With calmness she did not feel she forced her voice to steadiness.

"Most women make fools of themselves over some animal, faute de mieux," she said lightly. "I only follow the crowd."

"Is it faute de mieux with you?" The sharp rejoinder struck her like a physical blow. Unable to trust herself, unable to check the quivering of her lips, she turned away to get another cup and saucer from a near cabinet.

"Answer me, Gillian," he said tensely. "Is it for want of something better that you give so much affection to that cringing beast"--he pointed to the poodle who was crawling abjectly on his stomach toward her from the bureau where he had taken refuge--"is it a child that your arms are wanting--not a dog?" His face was drawn, and he stared at her with fierce hunger smouldering in his eyes. He was hurting himself beyond belief--was he hurting her too? Could anything that he might say touch her, stir her from the calm placidity that sometimes, in contradiction to his own restlessness, was almost more than he could tolerate? She had fulfilled the terms of their bargain faithfully, apparently satisfied with its limitation. She appeared content with this damnable life they were living. But a sudden impulse had come to him to assure himself that his supposition was a true one, that the outward content she manifested did not cover longings and desires that she sought to hide. Yet how would it benefit either of them for him to wring from her a secret to which he, by his own doing, had no right? In winning her consent to this divided marriage he had already done her injury enough--he need not make her life harder. And just now, in a moment of ungovernable passion, he had said a brutal thing, a thing beyond all forgiveness. His face grew more drawn as he moved nearer to her.

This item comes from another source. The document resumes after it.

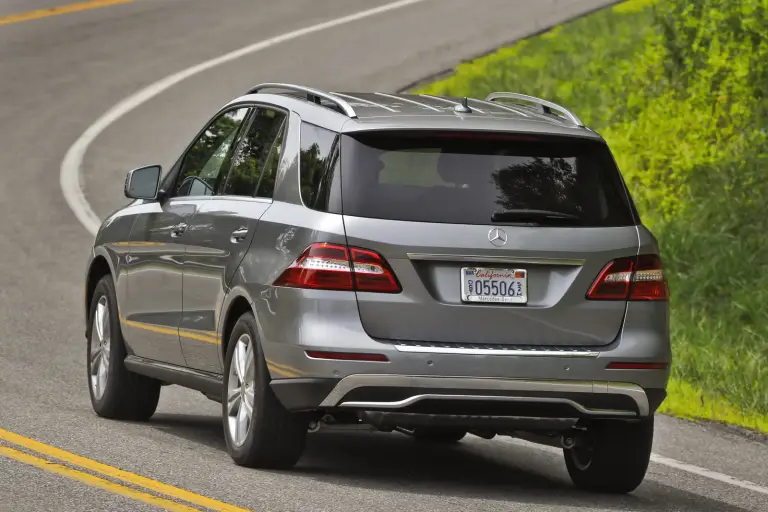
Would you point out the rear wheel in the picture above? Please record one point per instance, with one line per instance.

"Gillian, I asked you a question," he began unsteadily. She confronted him swiftly. Her eyes were steady under his, though the pallor of her face was ghastly.

"You are the one person who has no right to ask me that question, Barry." There was no anger in her voice, there was not even reproach, but a gentle dignity that almost unmanned him. He turned away with a gesture of infinite regret.

"I beg your pardon," he said, in a strangled voice. "I was a cur--what I said was damnable." He faced her again with sudden vehemence. "I wish to God I had left you free. I had no right to marry you, to ruin your life with my selfishness, to bar you from the love and children that should have been yours. You might have met a man who would have given you both, who would have given you the full happy life you ought to have. In my cursed egoism I have done you almost the greatest injury a man can do a woman. My God, I wonder you don't hate me!"